L'effet ce cette large demande domestique sur le prix du coton se 
manifeste par le fait que le chiffre moyen de la valeur du coton exporté en 
1815 et en 1816 a été de 24,000,000 dollars; tandis que trois ans plus 
tard, lorsque la fabrique domestique a presque entièrement disparu, il 
tombe, malgré la grande augmentation de la quantité, à 20,000,000 
dollars. » Treasury Report. February 20,1836. 

Dans l'une, le prix vers la fin est plus élevé que dans les précédentes 
périodes, tandis que dans l'autre, il est tombé à un prix plus que moitié. 

Le cours des événements dans les pays en progrès de l'Europe, ceux qui 
marchent dans la voie française, est donc exactement le contraire de ce 
qui s'observe ici; mais si nous cherchons un cas qui soit exactement 
analogue, nous le trouverons en étudiant ce qui se pratique dans l'Irlande 
ou l'Inde, le Portugal et la Turquie, pays qui suivent la voie anglaise.
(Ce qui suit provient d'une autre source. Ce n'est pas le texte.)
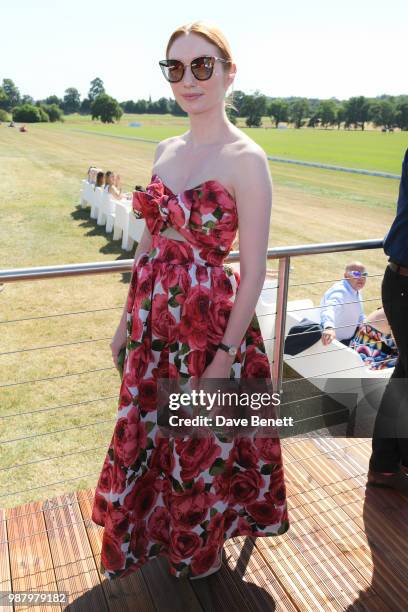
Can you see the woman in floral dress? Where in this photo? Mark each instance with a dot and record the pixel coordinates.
(182, 497)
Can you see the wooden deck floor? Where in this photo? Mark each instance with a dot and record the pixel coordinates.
(347, 549)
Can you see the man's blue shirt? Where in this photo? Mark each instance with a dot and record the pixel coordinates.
(396, 240)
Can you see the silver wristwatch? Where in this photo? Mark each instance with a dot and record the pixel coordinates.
(230, 349)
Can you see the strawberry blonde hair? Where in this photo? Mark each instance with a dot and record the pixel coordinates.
(211, 34)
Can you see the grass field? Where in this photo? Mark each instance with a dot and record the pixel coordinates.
(371, 150)
(41, 224)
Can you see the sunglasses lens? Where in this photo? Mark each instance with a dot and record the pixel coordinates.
(172, 70)
(202, 68)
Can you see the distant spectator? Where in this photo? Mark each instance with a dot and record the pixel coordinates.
(111, 187)
(91, 174)
(100, 179)
(108, 179)
(341, 306)
(375, 343)
(118, 183)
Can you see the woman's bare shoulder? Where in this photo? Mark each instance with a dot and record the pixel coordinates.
(169, 144)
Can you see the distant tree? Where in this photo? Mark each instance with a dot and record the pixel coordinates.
(383, 113)
(163, 107)
(12, 94)
(106, 109)
(327, 112)
(401, 115)
(72, 101)
(3, 99)
(340, 115)
(96, 89)
(85, 108)
(127, 106)
(53, 111)
(298, 111)
(279, 111)
(231, 114)
(44, 117)
(254, 108)
(4, 116)
(54, 100)
(27, 113)
(357, 111)
(26, 99)
(177, 110)
(140, 107)
(314, 120)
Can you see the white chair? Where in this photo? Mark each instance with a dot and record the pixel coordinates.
(136, 228)
(107, 208)
(82, 195)
(121, 224)
(96, 202)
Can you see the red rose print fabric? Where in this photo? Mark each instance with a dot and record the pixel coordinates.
(183, 497)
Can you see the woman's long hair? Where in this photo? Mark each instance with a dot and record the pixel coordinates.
(212, 34)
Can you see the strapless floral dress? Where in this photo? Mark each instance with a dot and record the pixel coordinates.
(182, 498)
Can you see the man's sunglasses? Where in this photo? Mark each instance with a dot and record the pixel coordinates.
(358, 274)
(201, 67)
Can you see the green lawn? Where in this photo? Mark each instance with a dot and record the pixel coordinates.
(370, 150)
(42, 224)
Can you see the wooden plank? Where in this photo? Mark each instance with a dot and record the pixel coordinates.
(337, 530)
(5, 575)
(170, 594)
(220, 591)
(30, 552)
(124, 594)
(255, 579)
(75, 568)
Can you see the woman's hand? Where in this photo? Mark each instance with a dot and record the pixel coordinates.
(220, 366)
(118, 342)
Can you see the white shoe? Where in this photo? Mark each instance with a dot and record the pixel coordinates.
(210, 571)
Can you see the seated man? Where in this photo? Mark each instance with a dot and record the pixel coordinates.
(341, 307)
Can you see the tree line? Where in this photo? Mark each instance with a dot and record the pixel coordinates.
(387, 112)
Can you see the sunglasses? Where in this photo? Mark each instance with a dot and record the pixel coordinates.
(201, 67)
(358, 274)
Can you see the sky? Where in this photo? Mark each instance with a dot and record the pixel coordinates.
(313, 48)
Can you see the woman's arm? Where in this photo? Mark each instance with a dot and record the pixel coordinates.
(253, 192)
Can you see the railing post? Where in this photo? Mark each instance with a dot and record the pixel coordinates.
(280, 323)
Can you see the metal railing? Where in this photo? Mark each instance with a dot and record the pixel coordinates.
(282, 254)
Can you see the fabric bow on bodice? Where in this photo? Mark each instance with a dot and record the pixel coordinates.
(161, 208)
(205, 215)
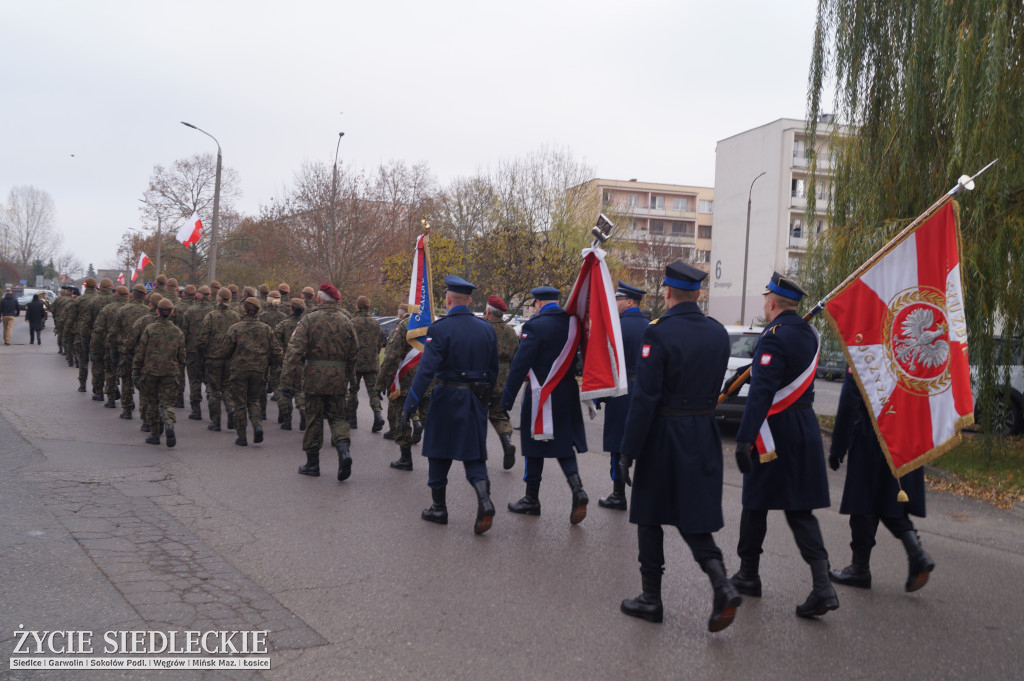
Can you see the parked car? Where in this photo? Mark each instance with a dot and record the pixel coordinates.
(1008, 419)
(742, 341)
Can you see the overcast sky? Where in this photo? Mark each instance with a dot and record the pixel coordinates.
(637, 89)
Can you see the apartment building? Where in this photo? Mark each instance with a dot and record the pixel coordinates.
(767, 169)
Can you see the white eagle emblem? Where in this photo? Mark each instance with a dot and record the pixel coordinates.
(918, 344)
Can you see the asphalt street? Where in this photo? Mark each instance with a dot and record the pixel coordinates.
(101, 531)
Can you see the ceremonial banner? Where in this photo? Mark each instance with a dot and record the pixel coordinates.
(189, 231)
(593, 310)
(905, 332)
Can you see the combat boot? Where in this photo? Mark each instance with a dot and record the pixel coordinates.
(747, 581)
(822, 597)
(344, 462)
(484, 507)
(648, 604)
(508, 449)
(725, 601)
(311, 467)
(616, 500)
(404, 459)
(921, 564)
(855, 575)
(529, 504)
(438, 510)
(580, 500)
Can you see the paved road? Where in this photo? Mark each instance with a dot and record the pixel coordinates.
(100, 531)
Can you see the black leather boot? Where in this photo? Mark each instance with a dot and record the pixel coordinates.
(438, 510)
(921, 564)
(509, 450)
(855, 575)
(648, 604)
(726, 599)
(344, 462)
(580, 500)
(616, 500)
(822, 597)
(404, 459)
(484, 507)
(311, 467)
(747, 581)
(529, 504)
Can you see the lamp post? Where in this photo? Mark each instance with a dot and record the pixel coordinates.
(747, 250)
(216, 205)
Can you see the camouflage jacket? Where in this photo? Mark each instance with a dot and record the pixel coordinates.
(368, 330)
(213, 331)
(192, 323)
(252, 345)
(396, 349)
(322, 353)
(161, 349)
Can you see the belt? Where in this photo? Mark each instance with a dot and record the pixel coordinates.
(668, 411)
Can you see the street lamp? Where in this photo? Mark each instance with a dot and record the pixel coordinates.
(216, 205)
(747, 250)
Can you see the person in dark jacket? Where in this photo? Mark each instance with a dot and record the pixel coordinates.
(672, 432)
(870, 495)
(541, 343)
(35, 314)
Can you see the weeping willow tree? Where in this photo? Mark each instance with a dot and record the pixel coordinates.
(926, 91)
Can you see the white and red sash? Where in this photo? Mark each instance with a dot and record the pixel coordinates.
(784, 398)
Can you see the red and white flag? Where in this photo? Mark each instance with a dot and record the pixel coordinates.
(594, 323)
(905, 330)
(189, 231)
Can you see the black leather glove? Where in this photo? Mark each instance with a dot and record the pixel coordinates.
(835, 460)
(743, 459)
(623, 468)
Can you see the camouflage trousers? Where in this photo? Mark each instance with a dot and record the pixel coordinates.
(317, 408)
(370, 379)
(196, 377)
(217, 388)
(246, 388)
(157, 395)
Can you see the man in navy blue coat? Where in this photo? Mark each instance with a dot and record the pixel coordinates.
(794, 478)
(541, 342)
(672, 433)
(462, 352)
(633, 324)
(870, 495)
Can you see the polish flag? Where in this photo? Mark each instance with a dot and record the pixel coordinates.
(189, 231)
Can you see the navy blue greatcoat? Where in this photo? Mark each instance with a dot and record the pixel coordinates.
(678, 478)
(463, 348)
(633, 324)
(870, 487)
(541, 342)
(797, 479)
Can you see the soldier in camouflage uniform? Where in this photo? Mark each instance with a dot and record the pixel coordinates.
(252, 348)
(211, 346)
(321, 358)
(100, 332)
(507, 344)
(368, 330)
(159, 355)
(284, 332)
Chez 
eux tous les prix des matières brutes et ceux des utilités achevées vont 
s'écartant de plus en plus les uns des autres, avec un abaissement 


constant de la valeur de l'homme et de la terre, et la difficulté de plus en 
plus croissante d'obtenir la nourriture et le vêtement nécessaires à 
l'entretien de l'homme. Comme eux, les États-Unis vont tombant d'année 
en année de plus en plus dans la dépendance du trafic, et dans 
l'inaptitude à entretenir commerce entre eux-mêmes. 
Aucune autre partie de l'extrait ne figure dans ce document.